The monsoon is making slow progress across the country, even as millions of farmers eagerly wait for the first showers.
The progress of rains is expected to be slow over the next few days and it is expected to spread over central and eastern India only after Tuesday.
By Saturday, monsoon rain had covered much of Kerala, Tamil Nadu and parts of Karnataka in the south and till Assam in the northeast.
Had the progress been normal, the rain by this time would have reached central India and covered Maharashtra, parts of Gujarat, Madhya Pradesh, eastern Uttar Pradesh, Bihar, Jharkhand and West Bengal.
“The southwest monsoon, as expected, arrived late in the country and thereafter its progress has been rather sluggish.
"With no strong push seen in the next week to 10 days, rain is expected to make a slow march towards the north,” Ajit Tyagi, former director-general of India Meteorological Department told Business Standard.
He said the progress over central and northern India could be delayed due to late onset.

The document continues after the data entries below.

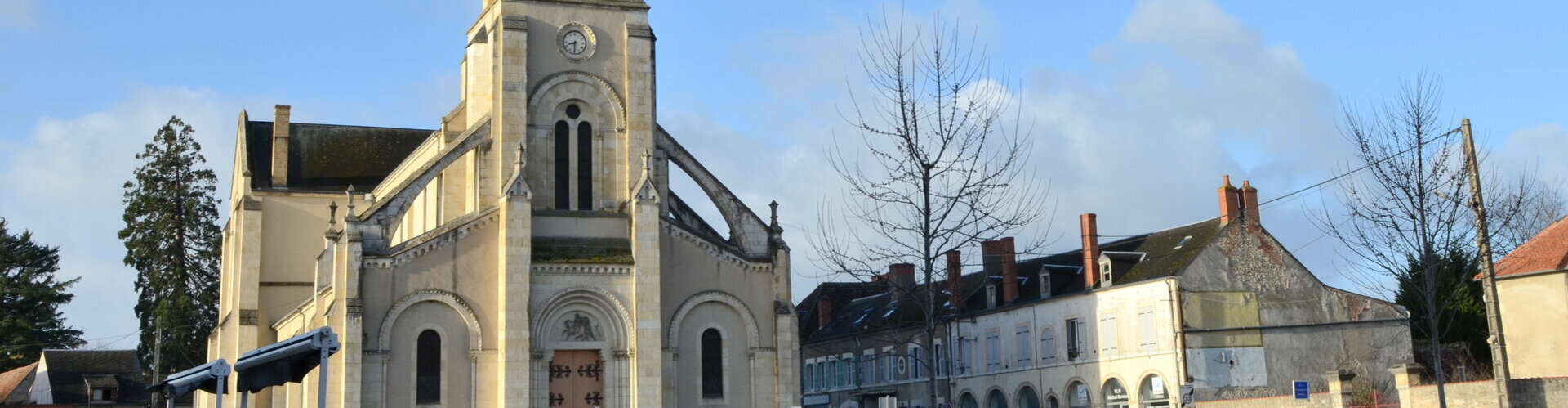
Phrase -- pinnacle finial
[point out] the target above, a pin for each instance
(773, 208)
(350, 194)
(523, 153)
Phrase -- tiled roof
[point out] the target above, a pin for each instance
(71, 369)
(1547, 252)
(1157, 254)
(328, 157)
(15, 385)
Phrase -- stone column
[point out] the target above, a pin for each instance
(1407, 375)
(1338, 387)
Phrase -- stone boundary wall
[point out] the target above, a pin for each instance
(1551, 391)
(1338, 396)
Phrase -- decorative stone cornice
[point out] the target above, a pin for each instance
(714, 250)
(581, 269)
(514, 22)
(640, 30)
(436, 239)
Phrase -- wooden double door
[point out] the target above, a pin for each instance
(576, 379)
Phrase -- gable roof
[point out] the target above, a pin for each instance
(1156, 254)
(330, 157)
(1547, 252)
(71, 370)
(15, 385)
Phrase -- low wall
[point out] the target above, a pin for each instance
(1521, 391)
(1338, 396)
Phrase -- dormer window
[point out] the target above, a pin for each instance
(100, 388)
(1045, 283)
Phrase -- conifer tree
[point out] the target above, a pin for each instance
(30, 298)
(173, 242)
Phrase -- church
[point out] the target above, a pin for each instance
(528, 252)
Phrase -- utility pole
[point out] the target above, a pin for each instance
(1499, 353)
(157, 353)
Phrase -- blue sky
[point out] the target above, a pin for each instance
(1137, 107)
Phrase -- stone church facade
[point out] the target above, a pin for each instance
(526, 253)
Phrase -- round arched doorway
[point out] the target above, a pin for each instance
(1078, 396)
(995, 399)
(968, 401)
(1114, 394)
(1153, 392)
(1027, 397)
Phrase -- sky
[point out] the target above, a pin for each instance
(1134, 109)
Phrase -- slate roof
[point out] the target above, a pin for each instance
(71, 369)
(328, 157)
(1547, 252)
(1162, 253)
(16, 383)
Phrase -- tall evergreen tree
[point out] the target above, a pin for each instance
(30, 297)
(173, 242)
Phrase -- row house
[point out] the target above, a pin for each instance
(1206, 311)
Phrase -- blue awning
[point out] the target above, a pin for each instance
(204, 377)
(286, 361)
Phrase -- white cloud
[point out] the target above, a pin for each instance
(18, 15)
(65, 182)
(1184, 95)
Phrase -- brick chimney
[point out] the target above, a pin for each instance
(1230, 201)
(901, 280)
(956, 273)
(823, 311)
(1250, 201)
(281, 146)
(1090, 233)
(1009, 271)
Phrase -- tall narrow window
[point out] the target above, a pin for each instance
(427, 361)
(584, 167)
(564, 165)
(712, 365)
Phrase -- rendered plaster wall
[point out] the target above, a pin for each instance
(1249, 275)
(1535, 349)
(1129, 353)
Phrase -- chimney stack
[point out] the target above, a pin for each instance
(281, 146)
(1250, 201)
(1230, 201)
(901, 280)
(956, 275)
(823, 311)
(1090, 233)
(1009, 271)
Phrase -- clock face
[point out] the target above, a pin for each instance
(574, 43)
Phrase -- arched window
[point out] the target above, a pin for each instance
(1153, 391)
(1078, 396)
(564, 165)
(1116, 394)
(968, 401)
(712, 365)
(427, 368)
(584, 167)
(1027, 397)
(995, 399)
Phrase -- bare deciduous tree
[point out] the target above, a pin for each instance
(940, 164)
(1407, 209)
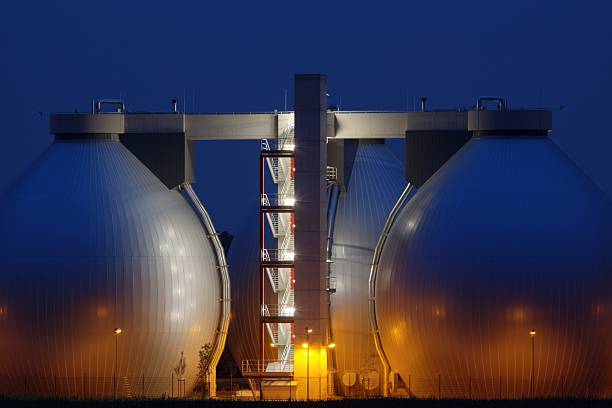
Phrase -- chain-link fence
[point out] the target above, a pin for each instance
(239, 388)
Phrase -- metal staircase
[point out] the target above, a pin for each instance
(277, 252)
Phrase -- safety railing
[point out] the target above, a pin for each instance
(331, 174)
(277, 200)
(277, 255)
(277, 310)
(265, 366)
(282, 144)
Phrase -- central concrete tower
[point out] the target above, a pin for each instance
(311, 315)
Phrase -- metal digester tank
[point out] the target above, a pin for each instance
(92, 241)
(496, 277)
(370, 179)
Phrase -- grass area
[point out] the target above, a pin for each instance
(365, 403)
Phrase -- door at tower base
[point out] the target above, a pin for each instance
(90, 241)
(509, 237)
(310, 372)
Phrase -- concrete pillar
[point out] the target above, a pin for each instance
(310, 232)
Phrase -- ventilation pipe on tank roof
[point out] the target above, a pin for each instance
(501, 102)
(97, 105)
(423, 99)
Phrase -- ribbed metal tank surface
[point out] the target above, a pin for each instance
(91, 240)
(507, 237)
(376, 181)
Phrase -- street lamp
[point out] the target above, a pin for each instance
(532, 383)
(116, 333)
(307, 344)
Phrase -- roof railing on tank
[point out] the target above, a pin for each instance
(281, 144)
(277, 200)
(277, 310)
(331, 175)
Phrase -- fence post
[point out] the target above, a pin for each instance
(470, 385)
(409, 392)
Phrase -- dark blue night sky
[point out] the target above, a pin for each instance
(233, 56)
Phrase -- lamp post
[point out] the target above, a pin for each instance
(116, 333)
(307, 346)
(532, 382)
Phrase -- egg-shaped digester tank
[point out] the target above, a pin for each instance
(373, 179)
(372, 187)
(496, 277)
(91, 241)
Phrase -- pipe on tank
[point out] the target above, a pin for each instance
(372, 284)
(224, 320)
(501, 102)
(423, 99)
(97, 105)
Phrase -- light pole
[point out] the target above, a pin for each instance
(307, 347)
(116, 333)
(532, 383)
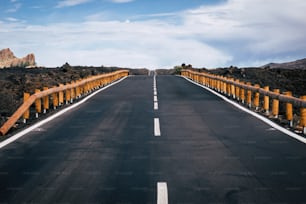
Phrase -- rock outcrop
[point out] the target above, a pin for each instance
(8, 59)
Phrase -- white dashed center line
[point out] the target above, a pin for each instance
(162, 193)
(155, 105)
(156, 127)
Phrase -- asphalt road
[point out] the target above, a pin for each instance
(107, 151)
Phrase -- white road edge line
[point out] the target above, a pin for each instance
(31, 128)
(260, 117)
(162, 193)
(156, 127)
(155, 99)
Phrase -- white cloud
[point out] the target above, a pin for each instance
(121, 1)
(238, 32)
(252, 28)
(15, 7)
(69, 3)
(11, 19)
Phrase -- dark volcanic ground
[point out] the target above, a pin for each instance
(15, 81)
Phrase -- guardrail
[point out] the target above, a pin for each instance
(59, 95)
(248, 94)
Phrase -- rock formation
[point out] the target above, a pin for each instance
(8, 59)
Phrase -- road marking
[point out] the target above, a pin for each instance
(39, 124)
(256, 115)
(155, 105)
(155, 99)
(156, 127)
(162, 193)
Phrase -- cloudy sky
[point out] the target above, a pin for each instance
(155, 33)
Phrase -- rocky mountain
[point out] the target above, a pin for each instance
(298, 64)
(8, 59)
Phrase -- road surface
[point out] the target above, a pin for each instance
(140, 142)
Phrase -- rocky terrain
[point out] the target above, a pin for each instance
(8, 59)
(290, 76)
(14, 81)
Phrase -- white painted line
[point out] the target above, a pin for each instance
(156, 127)
(155, 106)
(155, 99)
(162, 193)
(31, 128)
(260, 117)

The southwest monsoon was 47 per cent below normal between June 1 and 14, with large parts of central, northern and western India yet to get their first showers.
This year, it arrived in India on June 6, five days behind its usual date of June 1.
In 2009, the previous time when El Niño (a weather phenomenon that causes less rains) had led to a big drop in rain, the southwest monsoon had arrived over Kerala on May 23 -- nearly a week before the normal date.
Thereafter, there was a prolonged hiatus in the advance of the rain in June but it picked up pace in July, covering the entire country by July 3, well before its normal date of July 15.
The rains stayed back for a longer duration and withdrawal had started from September 25 against the normal date of September 1.
The stop-start monsoon had led to the worst drought in almost 30 years, hitting almost 120 districts.
In 2014, the pattern could follow a similar situation, barring the onset date.
The IMD in its second-stage forecast on June 9, a few days after the onset, had estimated the rain at 93 per cent of the 50-year average from 1950 (termed LPA, the long period average), lower than the 95 per cent it had projected in April, both considered sub-normal.